New urbanism is a great way of designing for people to come together and become a community, its great for designers and architects to make their own little town and see people in the design they have produced. With Disney's 'Celebration' town it is a fantasy that he has created, and although it has been ten years, this fantasy will die out soon, but the name will still remain known.

Something for designers to think about, instead of creating fantasy for people to live in the fake world how about creating and making peoples lives so much better for people that are deprived, such as in third world countries and now that natural disasters are occurring, how about designing something that is built to last. There are two ways of creating new urbanism, one is creating the designers fantasy and the other is fulfilling the people that want and need a community most, why not combine it? People make their own world to hide the bad things going on in their lives, I think its time for designers to show reality in any sort of art form, we need to keep fantasy away for sometime so that reality can be checked out.

sharmila rahman

The design of Celebration seems linear, the fact that planners Robert A. M. Stern and Jaquelin Roberson were unable to think outside of the box and be more radical towards creativity makes this town seem fake and too pleasant to live in.
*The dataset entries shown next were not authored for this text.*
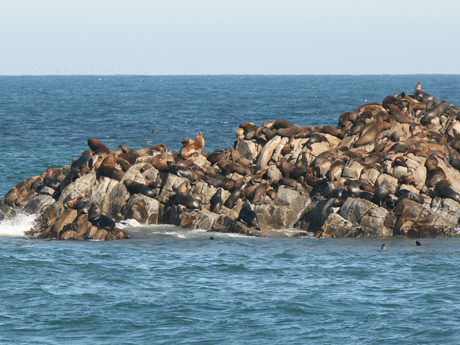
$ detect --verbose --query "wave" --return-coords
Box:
[0,213,36,237]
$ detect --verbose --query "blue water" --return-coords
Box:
[0,75,460,344]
I have never visited celebration but to me it has been described as a perfect little town where you are supplied with all the essentials for a happy life without going too far; a bank, a post office, a movie theatre, you wouldn't rely on public transport or cars to visit new places as everything would be in walking distance and people would never leave this fantasy world to step outside into the real world and experience life, quite sad really!

These designers should be able to express more ideas and be non-linear to the subject of design, they should put ideas forward and be more creative, and yes Sharmila designers should relate their work to reality.

To have houses that form a pattern and look like a uniform is "creepy." There is no identity if colours, houses etc look the same. The whole idea is too unrealistic and fake for the twentieth century; it displays the "American dream" but there are far too many economical and political problems for people to be dealing with rather then hiding in places like this. Its natural for children to want to live and play in this fantasy town as their minds have not yet developed but its nonsense for adults as they need to be aware of the real world and cannot rely on what's provided for them in this town, but luckily enough this town is only a show piece!

Why go back in time to create this town? Why not look into the future as we are moving forward, it seems pointless to go back in time. I agree with Martin B "Interesting and exciting architectural concepts are unusual things that have never been done before." This is what the planners of design should have taken to account before approaching their designers and architectures.

I also agree with Sharmila about taking into consideration those who are less fortunate before designing meaningless towns which have no real value. Its not as if people are going to live in this town or make use of it, this is a show piece that took millions to make when this money could have gone towards far more beneficial things for those in need.
Bhupinder Ran

Looking for Principles

What places like Celebration, Seaside and even Berkeley, CA tend to expose is how easily their socially progressive founders, designers and inhabitants are willing to part with their principles when it comes to fabricating their own environments. This is the twenty-first century and Victorian, Colonial, Modern and Mediterranean are completely besides the point; it's not good design when broad swathes of society are omitted from the program. Walking to work down-town may be quaint and green but you can rest assured that's not the case for the crews and staff keeping Pleasantville safe, sanitary and squeaky clean.

New Urbanism is an unfortunate oxymoron for it is not "new" or "urban" and in fact , by design, completely contradicts those definitions.